Thursday, December 17, 2020

The Pleasures of Reading, Viewing, and Listening in 2020, pt. 15: Cesi Davidson


 

Sustainable Transformation
by Cesi Davidson

 

Caste: The Origins of Our Discontent by Isabel Wilkerson

Can pleasure be the sister of pain? Yes. Reading through Ms. Wilkerson’s scholarly examination of race relations in America confronts the reader with personal truth and reconciliation both pleasurable and painful. She begins with informing the reader of her intentions. She will rebrand “racism” as “caste.” In her earlier book, The Warmth of Other Suns, Ms. Wilkerson found her heartfelt descriptions of the migration of Black people from the Jim Crow south to the north to be more accurately described as an effort to escape the American caste system than to escape racism. Caste, a term often associated with the social system in India is the artificially constructed ranking of humans that places groups of people as superior and inferior. In America, the caste has been based on skin pigmentation. Black people have been the lowest ranking class, similar to the Untouchables of India. 

Ms. Wilkerson describes what she considers the accelerated caste system of Nazi Germany, which placed those of the Jewish faith on the lowest level of human being in that society. I was especially chilled by the references to the Third Reich studying the enslavement of Blacks and the legalized systems of inequality and segregation in America as templates for their own system of genocide. Ms. Wilkerson isn’t the first to propose this more comprehensive explanation of our enduring pain in America. She presents the dilemma in a digestible form that brings us through close examination of the pain of this American shame. Isabel disperses scholarship with narratives of her own experiences and those of individuals many will recognize, Martin Luther King, Mahatma Gandhi… For those who are willing to submit to personal self-reflection, there is pain in the reveal.

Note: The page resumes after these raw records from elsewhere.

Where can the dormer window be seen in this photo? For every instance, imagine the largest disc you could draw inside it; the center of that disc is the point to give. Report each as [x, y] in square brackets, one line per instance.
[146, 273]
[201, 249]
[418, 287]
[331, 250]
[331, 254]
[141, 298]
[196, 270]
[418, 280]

Whether alive or not during the establishment of the caste system, all Americans are affected by it. Therefore, in my view, this book becomes required reading for all Americans, basic American history. There can be pleasure in the hope that personal truth and reconciliation regarding entrapment in a caste system can move American society towards the human transformation that most hope is possible.

 


Ms. Wilkerson’s narrative imagery pulls the reader into the experiences in a personal way. Her book opens with a description of a well-known photograph of “The Man in the Crowd.” This is a black and white photograph of shipyard workers in Nazi-dominated Germany 1936. Everyone is demonstrating the Nazi salute. He is alone in his refusal to salute. His arms are folded across his chest. She asks the reader to consider the courage required to be the lone man in the crowd, going against the Nazi spell.

 Throughout American history, there have been individuals who have struggled against the infrastructure that has supported the caste system. The changes that result in sustainable transformation are slower to rise. Isn’t this what we do as artists, writers, teachers, and clergy?  We allow ourselves to be the individuals alone in the crowd. We don’t accept. We challenge. We push new ideas. We’re open to new perspectives. Thank you Ms. Wilkerson for breaking open the torturous box of African American discontent and giving all Americans a path to personal self-reflection. Perhaps enough personal introspection of implicit bias can facilitate a real reckoning for racial justice.

 


Cesi Davidson is the author of Articulation: Short Plays to Nourish the Mind and Soul, which Aqueduct Press published in its Conversation Pieces series last year. She holds a doctorate degree in Speech Language Hearing Sciences from the Graduate School and University Center of the City University of New York and has provided therapeutic services for children with communication and learning challenges for over thirty years. Since beginning to write in 2009, she has written hundreds of plays demonstrating a broad range, fearless creativity, and cultural responsiveness. Cesi is a producing artist. She’s founder and curator of Short Plays to Nourish the Mind & Soul, free public theatre in New York City.